Sunday, August 29, 2010

Something to Think About


The Poet, Christina Rossetti said, “Better by far you should forget and smile than that you should remember and be sad.”
As I was reading this quote last week in a novel, I couldn't help but think of my mom. During her lifetime, she has had her share of sorrow. I think the hardest thing my mom had to live through was the death of my brother, her only son, in 1996. Even though, mom and her siblings were abandoned by their father when she was just 6 years old, the trauma of losing my brother was far, far greater. It is my thinking that she began to suffer from depression, which can be a part of dementia, from the death of her beloved son. My brother's name was David, which means "beloved." Many times as I was growing up, I thought that mom loved David more. I guess I had the Tommy Smothers' feeling of "Mom loved you best", as he would banter with his brother Dick on TV. David looked like mom, he had the leadership qualities she still has and he was a quick thinker,just like mom!
Now that mom has dementia, she doesn't remember that David is gone. She will ask me where David is. Rather than tell her that he died, which would be a very cruel thing, I tell her, "He is at home." This is true, as he is in his heavenly home.
Then she will smile. I know that she is happy and content at this stage of her life. I have often prayed that God would take mom to heaven so that she will not have to go through the very last stage of this disease. God is in control of the days we spend here on earth and I know that He will take her to be with Him at the PERFECT time and not one second before. I don't understand from my perspective why God would allow her to continue to live with so much confusion, but I have learned that that is not my concern.
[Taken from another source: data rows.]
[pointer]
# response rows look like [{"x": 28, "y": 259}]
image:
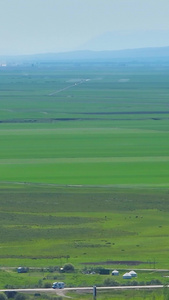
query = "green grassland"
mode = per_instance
[{"x": 84, "y": 169}]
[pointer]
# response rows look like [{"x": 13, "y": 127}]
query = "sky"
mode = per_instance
[{"x": 40, "y": 26}]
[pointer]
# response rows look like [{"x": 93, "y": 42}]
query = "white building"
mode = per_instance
[
  {"x": 127, "y": 276},
  {"x": 115, "y": 273}
]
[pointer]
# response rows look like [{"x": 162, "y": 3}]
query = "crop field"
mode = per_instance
[{"x": 84, "y": 166}]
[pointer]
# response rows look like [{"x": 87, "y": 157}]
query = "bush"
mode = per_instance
[
  {"x": 3, "y": 296},
  {"x": 20, "y": 297},
  {"x": 110, "y": 282},
  {"x": 68, "y": 268},
  {"x": 47, "y": 285}
]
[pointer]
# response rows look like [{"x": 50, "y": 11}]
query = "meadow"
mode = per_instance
[{"x": 84, "y": 169}]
He has His reasons which may or may not be revealed to me when I get to heaven.
So when I read that quote, I smiled. It gave me comfort to know that mom is happy. Dementia may not be such a bad thing. She doesn't remember any of the things in her life that has caused her pain.
Sometimes I think about what I may be like when I get to be her age. Will I be lucid like my father or will I have dementia like my mom? Someone whose mom also has dementia asked me if I was worried about getting it. I told her no. I do worry about a lot of stuff, but dementia is not one of them. There is a test that is being developed to determine whether a person will get this disease. Why would anyone want to know? The theory is so that the person can plan for their future care. Since God is in control of all of my care, then no test is needed. :)

2 comments:

prncssprple said...

That is a good quote and very true. We spend too much of our time fixated on things that have made us sad before instead of being happy with now. In so many ways, grandma is in a better place WITH her "disease" than she ever was before. She likes going out now. She smiles more. She doesn't sit around watching the news on tv and worrying about every little thing that doesn't matter. So, I agree with you.

eastlesswater said...

Yeah, I really liked the way Christina Rossetti phrased the words. I kept thinking about the words and decided to write about it.